Khan, M., Andreoni, A. and Roy, P. (2019) ‘Anti-corruption in Adverse Contexts: Strategies for Improving Implementation’. Working Paper 13. London: ACE/SOAS Consortium.

Developing countries are characterized by political settlements where formal rules are generally weakly enforced and widely violated. Conventional anti-corruption strategies that focus on improving the general enforcement of a rule of law and raising the costs of corruption facing individual public officials have typically delivered poor results in these contexts. This working papers suggests an alternative approach: to identify anti-corruption strategies that have a high impact and that are feasible to implement in these contexts.

The paper identifies anti-corruption strategies from the bottom up, which involves identifying the characteristics of the corruption constraining particular development outcomes. By drawing on theories of rents and rent seeking, and theories of political settlements, we can assess the developmental impact of particular anti- corruption strategies and the feasibility of implementing these strategies.

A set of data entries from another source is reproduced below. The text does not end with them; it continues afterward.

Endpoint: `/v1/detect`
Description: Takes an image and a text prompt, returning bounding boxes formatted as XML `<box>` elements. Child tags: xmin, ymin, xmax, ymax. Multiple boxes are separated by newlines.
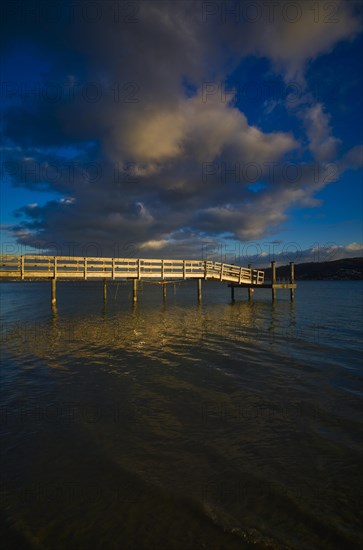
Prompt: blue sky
<box><xmin>0</xmin><ymin>0</ymin><xmax>363</xmax><ymax>263</ymax></box>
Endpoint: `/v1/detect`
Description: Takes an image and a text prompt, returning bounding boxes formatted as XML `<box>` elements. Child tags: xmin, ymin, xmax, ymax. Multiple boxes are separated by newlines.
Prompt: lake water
<box><xmin>0</xmin><ymin>281</ymin><xmax>363</xmax><ymax>550</ymax></box>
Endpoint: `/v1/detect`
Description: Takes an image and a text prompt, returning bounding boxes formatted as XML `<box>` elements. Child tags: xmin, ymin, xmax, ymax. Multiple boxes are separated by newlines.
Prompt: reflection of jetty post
<box><xmin>132</xmin><ymin>279</ymin><xmax>137</xmax><ymax>303</ymax></box>
<box><xmin>290</xmin><ymin>262</ymin><xmax>295</xmax><ymax>302</ymax></box>
<box><xmin>271</xmin><ymin>261</ymin><xmax>276</xmax><ymax>302</ymax></box>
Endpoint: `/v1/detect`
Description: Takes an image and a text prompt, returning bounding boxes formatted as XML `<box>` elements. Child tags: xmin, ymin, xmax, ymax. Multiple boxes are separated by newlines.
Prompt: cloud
<box><xmin>3</xmin><ymin>0</ymin><xmax>360</xmax><ymax>256</ymax></box>
<box><xmin>303</xmin><ymin>103</ymin><xmax>341</xmax><ymax>162</ymax></box>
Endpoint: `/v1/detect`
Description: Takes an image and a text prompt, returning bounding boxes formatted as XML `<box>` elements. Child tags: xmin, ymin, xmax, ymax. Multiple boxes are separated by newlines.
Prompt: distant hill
<box><xmin>265</xmin><ymin>258</ymin><xmax>363</xmax><ymax>281</ymax></box>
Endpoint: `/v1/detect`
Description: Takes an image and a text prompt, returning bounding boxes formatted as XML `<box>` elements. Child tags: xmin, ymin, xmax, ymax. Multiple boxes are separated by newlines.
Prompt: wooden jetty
<box><xmin>0</xmin><ymin>254</ymin><xmax>296</xmax><ymax>306</ymax></box>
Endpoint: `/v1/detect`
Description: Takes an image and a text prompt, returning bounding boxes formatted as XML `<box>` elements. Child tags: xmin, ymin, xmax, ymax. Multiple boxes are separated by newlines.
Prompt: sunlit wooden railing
<box><xmin>0</xmin><ymin>255</ymin><xmax>264</xmax><ymax>285</ymax></box>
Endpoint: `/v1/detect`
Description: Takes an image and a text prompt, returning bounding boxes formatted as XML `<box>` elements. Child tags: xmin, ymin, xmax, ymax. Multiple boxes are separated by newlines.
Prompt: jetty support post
<box><xmin>103</xmin><ymin>279</ymin><xmax>107</xmax><ymax>303</ymax></box>
<box><xmin>248</xmin><ymin>264</ymin><xmax>253</xmax><ymax>301</ymax></box>
<box><xmin>271</xmin><ymin>261</ymin><xmax>276</xmax><ymax>302</ymax></box>
<box><xmin>51</xmin><ymin>277</ymin><xmax>57</xmax><ymax>307</ymax></box>
<box><xmin>197</xmin><ymin>279</ymin><xmax>202</xmax><ymax>302</ymax></box>
<box><xmin>290</xmin><ymin>262</ymin><xmax>295</xmax><ymax>302</ymax></box>
<box><xmin>132</xmin><ymin>279</ymin><xmax>137</xmax><ymax>304</ymax></box>
<box><xmin>51</xmin><ymin>256</ymin><xmax>57</xmax><ymax>307</ymax></box>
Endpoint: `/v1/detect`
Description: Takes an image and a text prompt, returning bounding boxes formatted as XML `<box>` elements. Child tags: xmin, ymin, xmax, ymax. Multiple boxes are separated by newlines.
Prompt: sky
<box><xmin>0</xmin><ymin>0</ymin><xmax>363</xmax><ymax>265</ymax></box>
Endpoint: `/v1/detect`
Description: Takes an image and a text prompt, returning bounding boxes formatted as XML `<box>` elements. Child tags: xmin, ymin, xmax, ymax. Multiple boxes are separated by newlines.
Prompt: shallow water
<box><xmin>0</xmin><ymin>281</ymin><xmax>363</xmax><ymax>549</ymax></box>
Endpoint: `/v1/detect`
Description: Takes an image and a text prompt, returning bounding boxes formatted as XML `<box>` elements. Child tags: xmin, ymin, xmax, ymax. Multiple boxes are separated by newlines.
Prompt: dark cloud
<box><xmin>2</xmin><ymin>0</ymin><xmax>360</xmax><ymax>257</ymax></box>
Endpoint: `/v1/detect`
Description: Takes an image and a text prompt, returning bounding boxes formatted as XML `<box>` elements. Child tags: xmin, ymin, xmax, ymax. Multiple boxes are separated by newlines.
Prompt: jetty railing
<box><xmin>0</xmin><ymin>255</ymin><xmax>264</xmax><ymax>285</ymax></box>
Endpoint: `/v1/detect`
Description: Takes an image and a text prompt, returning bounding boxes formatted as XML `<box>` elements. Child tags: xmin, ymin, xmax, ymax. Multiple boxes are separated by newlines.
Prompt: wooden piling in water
<box><xmin>132</xmin><ymin>279</ymin><xmax>137</xmax><ymax>303</ymax></box>
<box><xmin>197</xmin><ymin>279</ymin><xmax>202</xmax><ymax>302</ymax></box>
<box><xmin>103</xmin><ymin>279</ymin><xmax>107</xmax><ymax>303</ymax></box>
<box><xmin>51</xmin><ymin>277</ymin><xmax>57</xmax><ymax>306</ymax></box>
<box><xmin>290</xmin><ymin>262</ymin><xmax>295</xmax><ymax>302</ymax></box>
<box><xmin>231</xmin><ymin>284</ymin><xmax>234</xmax><ymax>302</ymax></box>
<box><xmin>248</xmin><ymin>264</ymin><xmax>253</xmax><ymax>301</ymax></box>
<box><xmin>271</xmin><ymin>261</ymin><xmax>276</xmax><ymax>302</ymax></box>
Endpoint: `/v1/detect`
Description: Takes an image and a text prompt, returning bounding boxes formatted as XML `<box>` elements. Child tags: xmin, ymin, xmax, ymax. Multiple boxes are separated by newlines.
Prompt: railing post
<box><xmin>271</xmin><ymin>261</ymin><xmax>276</xmax><ymax>302</ymax></box>
<box><xmin>290</xmin><ymin>262</ymin><xmax>295</xmax><ymax>302</ymax></box>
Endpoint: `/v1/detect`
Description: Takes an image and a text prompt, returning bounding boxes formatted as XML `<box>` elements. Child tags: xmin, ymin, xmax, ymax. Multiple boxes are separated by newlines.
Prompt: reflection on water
<box><xmin>1</xmin><ymin>283</ymin><xmax>362</xmax><ymax>549</ymax></box>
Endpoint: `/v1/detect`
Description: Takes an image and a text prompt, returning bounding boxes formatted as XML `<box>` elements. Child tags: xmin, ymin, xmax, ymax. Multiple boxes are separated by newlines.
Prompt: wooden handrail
<box><xmin>0</xmin><ymin>255</ymin><xmax>265</xmax><ymax>285</ymax></box>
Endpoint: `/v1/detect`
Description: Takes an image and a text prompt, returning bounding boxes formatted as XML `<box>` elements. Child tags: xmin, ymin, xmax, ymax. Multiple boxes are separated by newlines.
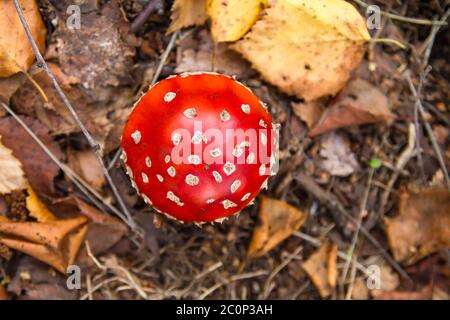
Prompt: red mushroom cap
<box><xmin>122</xmin><ymin>73</ymin><xmax>277</xmax><ymax>223</ymax></box>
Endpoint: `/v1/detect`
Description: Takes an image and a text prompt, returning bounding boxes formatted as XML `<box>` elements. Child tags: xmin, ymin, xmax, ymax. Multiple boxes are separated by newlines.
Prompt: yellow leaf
<box><xmin>26</xmin><ymin>187</ymin><xmax>55</xmax><ymax>222</ymax></box>
<box><xmin>247</xmin><ymin>197</ymin><xmax>307</xmax><ymax>257</ymax></box>
<box><xmin>167</xmin><ymin>0</ymin><xmax>207</xmax><ymax>33</ymax></box>
<box><xmin>233</xmin><ymin>0</ymin><xmax>370</xmax><ymax>101</ymax></box>
<box><xmin>0</xmin><ymin>136</ymin><xmax>27</xmax><ymax>194</ymax></box>
<box><xmin>206</xmin><ymin>0</ymin><xmax>267</xmax><ymax>42</ymax></box>
<box><xmin>0</xmin><ymin>216</ymin><xmax>88</xmax><ymax>273</ymax></box>
<box><xmin>0</xmin><ymin>0</ymin><xmax>47</xmax><ymax>77</ymax></box>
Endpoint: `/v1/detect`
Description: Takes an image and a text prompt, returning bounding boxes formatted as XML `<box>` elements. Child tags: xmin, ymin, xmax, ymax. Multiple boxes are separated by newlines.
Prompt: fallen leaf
<box><xmin>206</xmin><ymin>0</ymin><xmax>267</xmax><ymax>42</ymax></box>
<box><xmin>320</xmin><ymin>132</ymin><xmax>359</xmax><ymax>177</ymax></box>
<box><xmin>0</xmin><ymin>0</ymin><xmax>47</xmax><ymax>77</ymax></box>
<box><xmin>55</xmin><ymin>1</ymin><xmax>135</xmax><ymax>106</ymax></box>
<box><xmin>175</xmin><ymin>30</ymin><xmax>254</xmax><ymax>79</ymax></box>
<box><xmin>232</xmin><ymin>0</ymin><xmax>370</xmax><ymax>101</ymax></box>
<box><xmin>385</xmin><ymin>186</ymin><xmax>450</xmax><ymax>265</ymax></box>
<box><xmin>292</xmin><ymin>100</ymin><xmax>325</xmax><ymax>128</ymax></box>
<box><xmin>68</xmin><ymin>150</ymin><xmax>105</xmax><ymax>191</ymax></box>
<box><xmin>309</xmin><ymin>79</ymin><xmax>394</xmax><ymax>137</ymax></box>
<box><xmin>0</xmin><ymin>135</ymin><xmax>27</xmax><ymax>194</ymax></box>
<box><xmin>167</xmin><ymin>0</ymin><xmax>208</xmax><ymax>33</ymax></box>
<box><xmin>0</xmin><ymin>216</ymin><xmax>87</xmax><ymax>273</ymax></box>
<box><xmin>11</xmin><ymin>63</ymin><xmax>111</xmax><ymax>136</ymax></box>
<box><xmin>302</xmin><ymin>241</ymin><xmax>337</xmax><ymax>298</ymax></box>
<box><xmin>26</xmin><ymin>187</ymin><xmax>56</xmax><ymax>222</ymax></box>
<box><xmin>52</xmin><ymin>196</ymin><xmax>127</xmax><ymax>264</ymax></box>
<box><xmin>247</xmin><ymin>197</ymin><xmax>307</xmax><ymax>258</ymax></box>
<box><xmin>367</xmin><ymin>259</ymin><xmax>400</xmax><ymax>297</ymax></box>
<box><xmin>0</xmin><ymin>117</ymin><xmax>62</xmax><ymax>195</ymax></box>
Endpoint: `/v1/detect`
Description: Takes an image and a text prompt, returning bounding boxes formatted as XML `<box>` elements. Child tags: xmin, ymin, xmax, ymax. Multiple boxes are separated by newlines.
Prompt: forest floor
<box><xmin>0</xmin><ymin>0</ymin><xmax>450</xmax><ymax>299</ymax></box>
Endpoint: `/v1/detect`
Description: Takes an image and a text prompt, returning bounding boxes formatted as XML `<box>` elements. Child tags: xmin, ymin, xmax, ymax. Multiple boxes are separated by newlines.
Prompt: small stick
<box><xmin>353</xmin><ymin>0</ymin><xmax>447</xmax><ymax>26</ymax></box>
<box><xmin>13</xmin><ymin>0</ymin><xmax>137</xmax><ymax>230</ymax></box>
<box><xmin>295</xmin><ymin>172</ymin><xmax>412</xmax><ymax>282</ymax></box>
<box><xmin>405</xmin><ymin>72</ymin><xmax>450</xmax><ymax>189</ymax></box>
<box><xmin>108</xmin><ymin>30</ymin><xmax>180</xmax><ymax>170</ymax></box>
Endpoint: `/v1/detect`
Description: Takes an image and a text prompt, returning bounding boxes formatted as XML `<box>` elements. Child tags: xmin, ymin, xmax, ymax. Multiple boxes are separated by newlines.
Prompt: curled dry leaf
<box><xmin>52</xmin><ymin>196</ymin><xmax>127</xmax><ymax>264</ymax></box>
<box><xmin>167</xmin><ymin>0</ymin><xmax>208</xmax><ymax>33</ymax></box>
<box><xmin>0</xmin><ymin>0</ymin><xmax>47</xmax><ymax>77</ymax></box>
<box><xmin>206</xmin><ymin>0</ymin><xmax>267</xmax><ymax>42</ymax></box>
<box><xmin>0</xmin><ymin>117</ymin><xmax>62</xmax><ymax>195</ymax></box>
<box><xmin>385</xmin><ymin>186</ymin><xmax>450</xmax><ymax>265</ymax></box>
<box><xmin>309</xmin><ymin>79</ymin><xmax>394</xmax><ymax>137</ymax></box>
<box><xmin>320</xmin><ymin>132</ymin><xmax>359</xmax><ymax>177</ymax></box>
<box><xmin>302</xmin><ymin>241</ymin><xmax>338</xmax><ymax>298</ymax></box>
<box><xmin>247</xmin><ymin>197</ymin><xmax>307</xmax><ymax>258</ymax></box>
<box><xmin>26</xmin><ymin>187</ymin><xmax>56</xmax><ymax>222</ymax></box>
<box><xmin>0</xmin><ymin>216</ymin><xmax>87</xmax><ymax>273</ymax></box>
<box><xmin>233</xmin><ymin>0</ymin><xmax>370</xmax><ymax>101</ymax></box>
<box><xmin>0</xmin><ymin>135</ymin><xmax>27</xmax><ymax>194</ymax></box>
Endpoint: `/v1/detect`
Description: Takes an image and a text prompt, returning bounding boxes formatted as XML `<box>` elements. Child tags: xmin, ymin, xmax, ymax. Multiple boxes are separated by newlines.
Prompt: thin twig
<box><xmin>151</xmin><ymin>30</ymin><xmax>180</xmax><ymax>86</ymax></box>
<box><xmin>353</xmin><ymin>0</ymin><xmax>447</xmax><ymax>26</ymax></box>
<box><xmin>109</xmin><ymin>30</ymin><xmax>180</xmax><ymax>169</ymax></box>
<box><xmin>341</xmin><ymin>168</ymin><xmax>375</xmax><ymax>283</ymax></box>
<box><xmin>0</xmin><ymin>102</ymin><xmax>140</xmax><ymax>234</ymax></box>
<box><xmin>378</xmin><ymin>123</ymin><xmax>418</xmax><ymax>216</ymax></box>
<box><xmin>295</xmin><ymin>172</ymin><xmax>412</xmax><ymax>281</ymax></box>
<box><xmin>405</xmin><ymin>71</ymin><xmax>450</xmax><ymax>189</ymax></box>
<box><xmin>13</xmin><ymin>0</ymin><xmax>138</xmax><ymax>231</ymax></box>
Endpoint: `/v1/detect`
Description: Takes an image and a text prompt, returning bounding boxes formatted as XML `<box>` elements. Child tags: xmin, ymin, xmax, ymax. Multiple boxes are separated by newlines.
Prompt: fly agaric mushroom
<box><xmin>122</xmin><ymin>73</ymin><xmax>277</xmax><ymax>223</ymax></box>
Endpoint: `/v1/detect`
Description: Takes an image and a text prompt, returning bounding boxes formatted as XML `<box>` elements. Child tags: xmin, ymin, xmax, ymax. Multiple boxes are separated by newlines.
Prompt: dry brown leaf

In societies that have widespread rule violations, high-impact anti-corruption is only likely to be feasible if the overall strategy succeeds in aligning the interests and capabilities of powerful organizations at the sectoral level to support the enforcement of particular sets of rules. The paper examines four related strategies for changing these incentives and capabilities of critical stakeholders at the local or sectoral level and argues that this can provide a framework for organizing research on the impact and feasibility of anti-corruption activities in different priority areas in particular countries.